Sábado, 7 de junio de 2008 | Hoy
VIDEO › TIERRA DE PESADILLAS, DE TERRY GILLIAM, CON JEFF BRIDGES
El director de Brazil y Miedo y asco en Las Vegas imagina la soledad en la que queda una niña, tras la muerte de sus padres por sobredosis. La película ganó simultáneamente el premio de la crítica en el Festival de San Sebastián y el abucheo del público.
Por Horacio Bernades
En la edición 2005 del Festival de San Sebastián fue premiada y abucheada. El premio se lo dio el jurado de la crítica internacional. El abucheo se lo obsequió buena parte de los periodistas presentes, en el momento de anunciarse el premio. Definida muy a la ligera como “versión american gothic de Alicia en el país de las maravillas”, Terry Gilliam filmó Tideland en medio de las pausas forzadas por el complicado rodaje de Los hermanos Grimm, y terminó teniendo listas las dos películas al mismo tiempo. Claro que estrenar Tideland le costó un poco más. Hasta el punto de que a Estados Unidos llegó recién un año más tarde, en un lanzamiento bastante reducido. Ahora, el sello Transeuropa acaba de editarla en la Argentina en formato DVD, con el título Tierra de pesadillas. Buena ocasión para que cada uno, en casa, se dé el gusto de premiarla o abuchearla.
A la luz de su obra, no parece aventurado suponer que lo que habrá fascinado al autor de Brazil, Las aventuras del barón Munchausen y 12 monos cuando leyó Tideland fue la cancha libre que esa novela de Mitch Cullin le abría al deporte que más le gusta practicar: el de la imaginería descontrolada. Ubicada en medio de las doradas pasturas texanas, Tierra de pesadillas narra la soledad en la que queda una niña sureña, tras la muerte de sus padres por sobredosis. La que primero emprende the big sleep es mamá, bruja gritona y bipolar que le sienta como un guante a los chillidos de Jennifer Tilly. Poco más tarde le toca el turno a papá, rocker veterano, de largas mechas, cuero negro y tachas, que le habrá divertido componer al gran Jeff Bridges. Producto seguramente de la disfuncionalidad familiar, Jeliza-Rose (que hasta el momento se dedicaba a preparar y servir jeringas y cucharas para mom & dad) parecería no tomar demasiada conciencia de lo que les pasó a sus papis. Sin que quede muy claro cómo sobrevive materialmente, sí se entiende cómo sobrelleva la cosa en términos simbólicos: jugando con sus muñecas, usando eventualmente el cadáver de papá en el living como muñeca también, e imaginando cosas. “¡Mía!”, habrá cantado ahí Gilliam, después del desafuero psico-trip-farsesco que fue Miedo y asco en Las Vegas.

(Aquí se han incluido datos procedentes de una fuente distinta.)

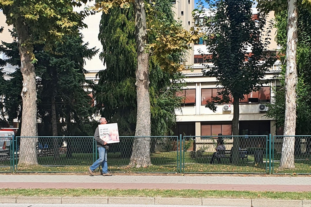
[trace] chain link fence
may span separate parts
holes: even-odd
[[[13,172],[14,136],[0,137],[0,173]]]
[[[267,173],[267,136],[184,136],[184,173]]]
[[[311,174],[311,136],[274,136],[272,173]]]
[[[179,160],[177,155],[178,137],[147,137],[151,138],[152,165],[147,168],[128,167],[134,140],[137,137],[120,137],[119,143],[110,144],[107,155],[109,170],[176,172]],[[86,172],[98,156],[93,137],[20,137],[15,142],[16,172]]]
[[[95,159],[93,137],[16,137],[17,172],[85,172]]]
[[[152,165],[147,167],[128,167],[135,139],[149,137]],[[179,160],[177,151],[179,149],[178,138],[177,136],[120,137],[120,142],[111,144],[108,151],[108,169],[113,172],[177,172]]]
[[[121,137],[110,146],[109,171],[311,174],[311,136],[148,137],[151,166],[129,167],[138,137]],[[0,172],[86,172],[97,154],[93,137],[1,137]]]

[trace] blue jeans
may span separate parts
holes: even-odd
[[[106,174],[108,173],[108,165],[107,164],[107,151],[104,147],[98,147],[98,154],[99,158],[95,161],[92,166],[90,167],[91,170],[94,171],[96,168],[99,167],[101,164],[103,173]]]

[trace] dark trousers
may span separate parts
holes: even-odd
[[[216,157],[216,152],[214,152],[212,155],[212,159],[211,159],[211,162],[210,162],[210,164],[212,164],[214,163],[214,160],[215,160],[215,158],[217,160],[217,162],[218,163],[220,162],[220,158]]]

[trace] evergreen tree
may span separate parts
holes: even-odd
[[[35,54],[38,60],[36,65],[38,89],[37,117],[40,121],[41,136],[85,136],[92,135],[94,123],[91,121],[94,113],[90,92],[84,86],[93,85],[85,79],[84,58],[91,58],[97,52],[88,48],[81,34],[64,36],[62,42],[56,43],[53,51],[43,49],[44,46],[36,45]],[[5,43],[7,56],[12,57],[7,62],[18,65],[19,54],[14,43]],[[19,90],[22,87],[20,70],[11,74],[7,81],[5,104],[9,120],[21,118],[22,101]],[[22,120],[21,120],[22,121]],[[71,140],[67,141],[67,155],[71,156]],[[56,151],[58,140],[53,144]],[[90,144],[91,144],[91,143]],[[52,145],[52,143],[50,143]],[[57,159],[58,153],[54,153]]]
[[[147,15],[147,24],[160,26],[174,22],[171,2],[165,0],[155,5],[156,15]],[[99,73],[99,84],[95,87],[96,107],[109,122],[118,123],[120,134],[123,136],[134,135],[136,125],[134,14],[131,6],[128,9],[114,8],[109,14],[103,14],[99,35],[103,46],[100,56],[107,68]],[[148,33],[148,42],[154,42],[157,34],[154,32]],[[182,54],[177,53],[171,57],[179,62],[183,57]],[[185,85],[181,82],[180,73],[163,72],[155,57],[150,59],[149,68],[151,135],[165,135],[175,124],[175,110],[180,107],[182,101],[176,92]]]

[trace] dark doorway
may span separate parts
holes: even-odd
[[[195,136],[195,122],[177,122],[173,132],[174,136]]]
[[[240,135],[268,135],[270,133],[270,120],[240,121]]]

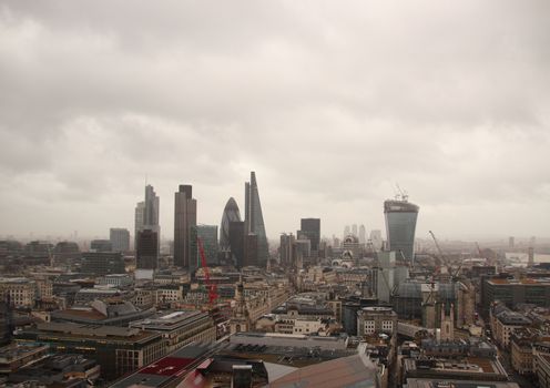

El problema es que no es mucho lo que imagina Jeliza-Rose, más allá de alguna ardilla parlanchina, una caída en un pozo (que será lo que llevó a algunos apresurados a pensar en Alicia) y un par de vecinos góticos. Uno de ellos es una señora con parche en un ojo y capa negra, que tal vez sea una bruja (pero no hace mayores maldades), tal vez la muerte y tal vez una vecina, nomás. El otro es el hermano menor de la señora, que por alguna razón es espástico, lo cual no impide que la niña lo constituya como primer objeto de deseo. Sin mucha imaginería en sus alforjas, es poco lo que Gilliam puede hacer. Como Los hermanos Grimm se ocupaba de recordar, no son su fuerte la construcción de personajes u otras rémoras de la dramaturgia tradicional. Por lo cual lo que queda es recurrir a figuras de estilo, sin estilo al cual servir. Grandes angulares, picados y contrapicados, toda clase de deformaciones visuales lucen esta vez más a la deriva que nunca, en medio de las doradas pasturas texanas.